Pela proposta, encaminhada pela administração à Câmara, o salário de Edna passaria de R$ 7,3 mil para R$ 11,3 mil por mês, a partir de janeiro, caso os vereadores aprovassem.

Após a divulgação em primeira mão da pauta bomba pelo Regional Press, na sexta-feira (14), o assunto repercutiu nas redes sociais e motivou a mobilização de grupos políticos e representantes de bairros que organizaram uma manifestação durante a sessão desta segunda (17).

A repercussão do assunto trouxe grande dor de cabeça para administração municipal no fim de semana. O vereador Almir Fernandes Lima, que é do PSDB, o mesmo partido do prefeito Dilador Borges, foi procurado hoje (17) pelo assessor de Edna Flor, Lázaro Eduardo Pereira, o Lazim, que afirmou que o aumento não teria sido reivindicado por ela.
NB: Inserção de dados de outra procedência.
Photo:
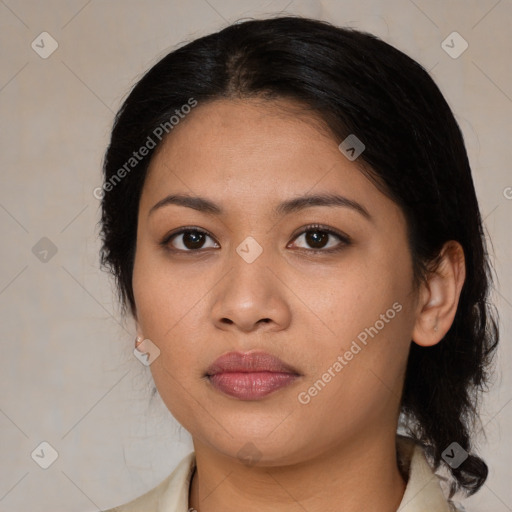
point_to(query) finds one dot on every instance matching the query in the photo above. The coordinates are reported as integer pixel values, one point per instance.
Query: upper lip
(248, 362)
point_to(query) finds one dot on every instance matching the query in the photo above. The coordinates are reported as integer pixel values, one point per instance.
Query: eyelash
(344, 239)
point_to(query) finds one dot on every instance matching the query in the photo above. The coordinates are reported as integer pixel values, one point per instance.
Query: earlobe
(440, 296)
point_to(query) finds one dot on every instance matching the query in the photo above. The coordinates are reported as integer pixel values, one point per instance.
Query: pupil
(315, 238)
(195, 237)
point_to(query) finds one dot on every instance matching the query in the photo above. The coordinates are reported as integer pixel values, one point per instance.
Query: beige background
(68, 376)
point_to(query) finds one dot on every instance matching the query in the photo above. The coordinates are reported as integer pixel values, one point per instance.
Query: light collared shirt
(423, 492)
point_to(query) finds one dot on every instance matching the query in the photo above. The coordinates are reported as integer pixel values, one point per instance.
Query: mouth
(250, 376)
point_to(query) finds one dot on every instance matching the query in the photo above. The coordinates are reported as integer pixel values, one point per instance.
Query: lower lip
(251, 386)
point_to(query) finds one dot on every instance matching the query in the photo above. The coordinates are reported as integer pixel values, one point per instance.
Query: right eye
(188, 239)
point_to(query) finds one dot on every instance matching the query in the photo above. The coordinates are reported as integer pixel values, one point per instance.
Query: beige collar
(422, 494)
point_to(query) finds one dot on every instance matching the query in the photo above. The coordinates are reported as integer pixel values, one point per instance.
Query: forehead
(252, 155)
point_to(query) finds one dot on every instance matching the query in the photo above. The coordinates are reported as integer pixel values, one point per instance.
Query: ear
(439, 296)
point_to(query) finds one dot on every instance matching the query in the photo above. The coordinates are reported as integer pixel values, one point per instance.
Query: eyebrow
(286, 207)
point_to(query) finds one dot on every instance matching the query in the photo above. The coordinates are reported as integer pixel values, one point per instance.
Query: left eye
(318, 239)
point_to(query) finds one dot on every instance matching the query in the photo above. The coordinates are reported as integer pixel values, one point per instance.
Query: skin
(248, 156)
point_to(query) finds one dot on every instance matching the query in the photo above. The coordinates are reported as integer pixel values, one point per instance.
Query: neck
(361, 475)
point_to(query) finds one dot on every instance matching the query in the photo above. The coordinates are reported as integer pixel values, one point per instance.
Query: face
(325, 287)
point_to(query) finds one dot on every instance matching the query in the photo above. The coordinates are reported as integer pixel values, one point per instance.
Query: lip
(251, 375)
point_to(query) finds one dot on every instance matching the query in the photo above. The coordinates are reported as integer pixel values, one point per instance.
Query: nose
(251, 297)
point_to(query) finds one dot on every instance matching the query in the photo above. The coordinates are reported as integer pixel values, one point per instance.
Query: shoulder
(169, 495)
(423, 487)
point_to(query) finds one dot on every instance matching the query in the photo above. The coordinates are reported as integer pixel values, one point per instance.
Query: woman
(289, 213)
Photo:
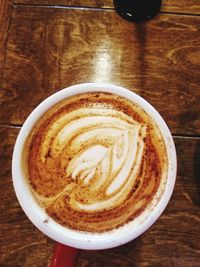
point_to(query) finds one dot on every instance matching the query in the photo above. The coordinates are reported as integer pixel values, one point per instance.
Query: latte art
(95, 161)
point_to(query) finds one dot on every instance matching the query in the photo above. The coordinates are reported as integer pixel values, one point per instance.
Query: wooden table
(48, 45)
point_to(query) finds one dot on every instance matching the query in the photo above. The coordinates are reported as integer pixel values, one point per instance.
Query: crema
(95, 161)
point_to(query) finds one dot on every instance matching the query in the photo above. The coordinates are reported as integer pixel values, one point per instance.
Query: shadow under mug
(69, 241)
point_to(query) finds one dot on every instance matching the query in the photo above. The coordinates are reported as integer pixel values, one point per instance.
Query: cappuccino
(95, 161)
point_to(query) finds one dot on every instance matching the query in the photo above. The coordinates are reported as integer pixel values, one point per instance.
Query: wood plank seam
(5, 41)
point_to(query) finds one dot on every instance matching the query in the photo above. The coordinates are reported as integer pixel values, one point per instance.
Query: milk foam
(91, 164)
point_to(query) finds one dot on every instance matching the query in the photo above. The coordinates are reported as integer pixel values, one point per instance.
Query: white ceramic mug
(63, 235)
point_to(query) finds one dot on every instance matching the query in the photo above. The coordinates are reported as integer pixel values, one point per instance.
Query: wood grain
(181, 6)
(172, 241)
(5, 13)
(49, 49)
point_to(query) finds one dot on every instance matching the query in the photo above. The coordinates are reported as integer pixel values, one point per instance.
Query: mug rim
(74, 238)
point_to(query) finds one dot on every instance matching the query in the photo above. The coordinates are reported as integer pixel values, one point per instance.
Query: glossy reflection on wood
(182, 6)
(172, 241)
(49, 49)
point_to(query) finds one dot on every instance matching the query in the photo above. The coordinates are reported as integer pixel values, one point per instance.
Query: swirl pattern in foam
(95, 161)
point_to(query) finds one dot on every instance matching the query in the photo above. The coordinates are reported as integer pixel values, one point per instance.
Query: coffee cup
(83, 239)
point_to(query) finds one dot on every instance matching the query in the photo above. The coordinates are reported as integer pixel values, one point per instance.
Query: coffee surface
(95, 161)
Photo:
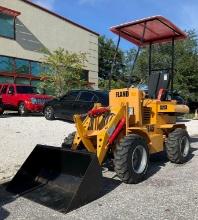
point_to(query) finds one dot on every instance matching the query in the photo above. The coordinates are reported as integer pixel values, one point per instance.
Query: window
(6, 64)
(86, 96)
(11, 90)
(36, 68)
(26, 90)
(7, 26)
(95, 99)
(23, 81)
(71, 96)
(85, 75)
(22, 66)
(3, 91)
(4, 79)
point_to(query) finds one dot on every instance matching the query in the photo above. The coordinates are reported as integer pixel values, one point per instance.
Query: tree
(107, 50)
(62, 71)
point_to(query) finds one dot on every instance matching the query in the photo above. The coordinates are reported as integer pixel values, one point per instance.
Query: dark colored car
(74, 102)
(1, 105)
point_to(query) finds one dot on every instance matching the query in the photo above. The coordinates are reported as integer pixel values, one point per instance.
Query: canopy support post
(172, 66)
(114, 61)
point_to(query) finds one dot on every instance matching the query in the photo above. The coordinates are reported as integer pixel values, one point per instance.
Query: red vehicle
(24, 98)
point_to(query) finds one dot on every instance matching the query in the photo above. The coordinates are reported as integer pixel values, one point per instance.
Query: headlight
(33, 101)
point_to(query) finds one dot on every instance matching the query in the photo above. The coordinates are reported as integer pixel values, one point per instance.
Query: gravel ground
(170, 192)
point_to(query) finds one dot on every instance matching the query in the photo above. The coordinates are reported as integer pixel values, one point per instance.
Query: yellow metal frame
(152, 119)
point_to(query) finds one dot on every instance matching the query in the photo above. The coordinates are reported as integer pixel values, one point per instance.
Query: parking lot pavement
(169, 192)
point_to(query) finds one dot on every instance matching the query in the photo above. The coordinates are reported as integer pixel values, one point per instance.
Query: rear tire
(22, 109)
(1, 110)
(49, 113)
(178, 146)
(68, 141)
(131, 159)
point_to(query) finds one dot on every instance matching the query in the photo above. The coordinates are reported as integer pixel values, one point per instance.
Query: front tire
(131, 159)
(1, 110)
(178, 146)
(49, 113)
(22, 109)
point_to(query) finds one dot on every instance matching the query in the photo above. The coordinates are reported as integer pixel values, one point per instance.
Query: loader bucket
(58, 178)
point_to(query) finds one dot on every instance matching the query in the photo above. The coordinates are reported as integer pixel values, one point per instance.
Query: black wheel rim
(139, 159)
(184, 146)
(48, 112)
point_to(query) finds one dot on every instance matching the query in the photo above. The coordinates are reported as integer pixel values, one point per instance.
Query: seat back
(159, 79)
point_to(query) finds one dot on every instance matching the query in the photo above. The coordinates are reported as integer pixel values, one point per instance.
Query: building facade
(26, 29)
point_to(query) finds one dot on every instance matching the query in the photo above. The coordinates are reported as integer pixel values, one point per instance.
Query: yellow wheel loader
(133, 126)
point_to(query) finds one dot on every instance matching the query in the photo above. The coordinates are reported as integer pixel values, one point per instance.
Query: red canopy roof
(8, 11)
(157, 30)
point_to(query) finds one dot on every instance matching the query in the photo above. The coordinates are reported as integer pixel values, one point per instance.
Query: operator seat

A informação diverge da apurada pelo Regional Press de que um padre, amigo de Edna, teria procurado o mesmo vereador Almir para que ele ajudasse no encaminhamento da pauta de reajuste.

Almir, que diante da repercussão do caso vinha fazendo pressão desde sexta-feira pela retirada do projeto, articulou junto ao Executivo o afastamento da propositura.

O pedido de retirada do projeto deverá ser o primeiro item a ser discutido na sessão de hoje. Isso porque os vereadores querem evitar o avanço da manifestação marcada para às 18h na frente do prédio da Câmara.